Halfway done on page 140, they say “in contrast, the NZD curve moves to relfect today’s implied forward rates the rate on the then 4.5 year swap will risk by 19 bps from 2.84 to 3.03, the resulting mark-to-market loss will exactly offset the carry accrual”
From exhibit 9, I can see tht the carry accrual is 122.5 bps. How does the 19 bps change result in offsetting this 122.5 bps? They give a footnote wit a duration of 4.2 and if you find the approximate price change using this we get:
delta price = 4.2 * .19 = 79.8 bps. This 79.8 bps is not offsetting the 122.5 bps though. Where’s the other 40 bps?
How does the resulting mark-to-market loss exactly offset the carry acrual then? From the passage it says:“the rate on the then 4.5 year swap will risk by 19 bps from 2.84% to 3.03%, the resulting mark-to-market loss will exactly offset the carry acrual”
Where are the numbers for this? I just want to understand where this offset is coming from? You mentioned that the 19 bps is from the 6-month NZD/5 year carry trade. Ok, but on the previous page, the accrual there is 44.5 bps for that pair. The 19 bps is not offsetting the 44.5. Again, i’m just confused and lost.
Have read lot of your posts and really like how you explain the questions.
For this one, tried to understand but not sure I got it right, can you help check my logic?
So , for 6-month NZD / 5-year NZD carry trade:
If the yield curve is stable, the total gain will be ~77.5bps, which equal to carry accrual 44.5bps plus the ride the yield curve capital gains 33bps (33bps derived from yield decreased from 2.92% to 2.76% )

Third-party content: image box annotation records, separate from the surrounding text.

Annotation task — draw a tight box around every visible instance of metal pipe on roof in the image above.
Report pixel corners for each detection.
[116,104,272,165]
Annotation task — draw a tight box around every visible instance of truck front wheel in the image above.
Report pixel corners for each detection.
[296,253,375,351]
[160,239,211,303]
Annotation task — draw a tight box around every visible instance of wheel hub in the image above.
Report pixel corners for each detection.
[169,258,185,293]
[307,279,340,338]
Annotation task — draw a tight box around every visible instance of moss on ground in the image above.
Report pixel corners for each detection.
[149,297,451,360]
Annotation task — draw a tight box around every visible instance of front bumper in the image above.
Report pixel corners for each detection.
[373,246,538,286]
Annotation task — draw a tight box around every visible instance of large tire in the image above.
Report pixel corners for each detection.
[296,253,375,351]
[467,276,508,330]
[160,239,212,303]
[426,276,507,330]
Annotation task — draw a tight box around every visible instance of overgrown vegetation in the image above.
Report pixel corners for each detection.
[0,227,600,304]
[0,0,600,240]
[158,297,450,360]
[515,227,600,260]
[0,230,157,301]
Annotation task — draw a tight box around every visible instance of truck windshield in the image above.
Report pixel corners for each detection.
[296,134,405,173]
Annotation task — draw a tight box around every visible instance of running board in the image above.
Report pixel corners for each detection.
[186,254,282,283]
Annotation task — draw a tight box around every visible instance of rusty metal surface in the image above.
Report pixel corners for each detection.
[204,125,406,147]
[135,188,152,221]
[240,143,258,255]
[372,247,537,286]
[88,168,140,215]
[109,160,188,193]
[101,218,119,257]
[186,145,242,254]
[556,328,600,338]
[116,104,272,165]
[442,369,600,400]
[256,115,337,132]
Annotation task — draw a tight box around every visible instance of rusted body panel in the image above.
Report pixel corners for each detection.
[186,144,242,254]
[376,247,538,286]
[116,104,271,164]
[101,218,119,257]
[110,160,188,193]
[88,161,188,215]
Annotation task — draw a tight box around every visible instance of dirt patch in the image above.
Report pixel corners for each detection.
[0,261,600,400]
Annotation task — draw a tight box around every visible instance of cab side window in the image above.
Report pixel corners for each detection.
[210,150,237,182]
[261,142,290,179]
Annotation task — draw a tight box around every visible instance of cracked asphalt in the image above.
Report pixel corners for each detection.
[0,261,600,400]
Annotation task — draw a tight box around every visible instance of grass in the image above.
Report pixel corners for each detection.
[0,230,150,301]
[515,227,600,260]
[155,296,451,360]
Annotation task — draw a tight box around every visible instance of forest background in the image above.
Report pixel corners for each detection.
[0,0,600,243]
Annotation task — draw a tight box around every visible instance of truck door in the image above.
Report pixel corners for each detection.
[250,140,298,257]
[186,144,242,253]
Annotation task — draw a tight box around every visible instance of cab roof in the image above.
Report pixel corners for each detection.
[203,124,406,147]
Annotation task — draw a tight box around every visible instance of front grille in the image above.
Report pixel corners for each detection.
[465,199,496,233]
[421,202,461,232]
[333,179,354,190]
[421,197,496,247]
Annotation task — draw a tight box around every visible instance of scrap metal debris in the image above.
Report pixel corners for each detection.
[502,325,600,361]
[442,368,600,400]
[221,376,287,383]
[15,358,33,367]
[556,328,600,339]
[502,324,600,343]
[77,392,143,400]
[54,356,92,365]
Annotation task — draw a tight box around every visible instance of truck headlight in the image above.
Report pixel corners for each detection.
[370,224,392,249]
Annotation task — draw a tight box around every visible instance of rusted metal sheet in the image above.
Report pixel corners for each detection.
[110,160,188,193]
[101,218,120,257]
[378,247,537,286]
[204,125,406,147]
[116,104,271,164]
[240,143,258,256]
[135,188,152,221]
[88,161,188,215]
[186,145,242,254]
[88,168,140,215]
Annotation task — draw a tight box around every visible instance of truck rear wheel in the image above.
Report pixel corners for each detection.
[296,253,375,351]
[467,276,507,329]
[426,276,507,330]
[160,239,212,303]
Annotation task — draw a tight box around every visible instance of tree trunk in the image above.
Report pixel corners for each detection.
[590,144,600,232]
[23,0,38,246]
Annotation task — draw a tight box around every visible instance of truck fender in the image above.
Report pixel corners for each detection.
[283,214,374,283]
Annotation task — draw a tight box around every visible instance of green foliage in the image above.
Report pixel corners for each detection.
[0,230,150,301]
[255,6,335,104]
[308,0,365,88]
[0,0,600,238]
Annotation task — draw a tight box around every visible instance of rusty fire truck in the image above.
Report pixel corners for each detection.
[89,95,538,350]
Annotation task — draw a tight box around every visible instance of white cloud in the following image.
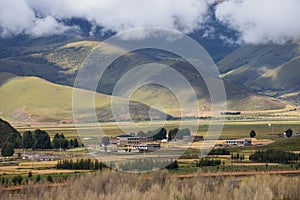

If the yield curve reflect the implied forward rates (2.84% --> 3.03%, 19bps), the capital loss 79.8bps (= 19bps* Modified Duration 4.2 ~79.8bps) will more or less offset the gain 77.5bps, and the deal will be just breakeven.
Is this why the text book answer says " In contrast, if the NZD curve moves to reflect today’s implied forward rates, the rate on the then 4.5 year swap will rise by 19 bps from 2.84% to 3.03%, the resulting mark-to-market loss will exactly offset the carry accrual, and the Pay 6mo NZD/Receive 5yr NZD swap will just break even." ?
Recall from Level II fixed income: if the yield curve evolves according to the implied forward rates, then the holding period return will be the same no matter what maturity bond you hold; if you hold the investment for 6 months, you’ll earn today’s 6-month spot rate if you buy a 6-month bond, a 1-year bond, or a 20-year bond. Thus, if you’re long one bond and short another, your net yield will be zero.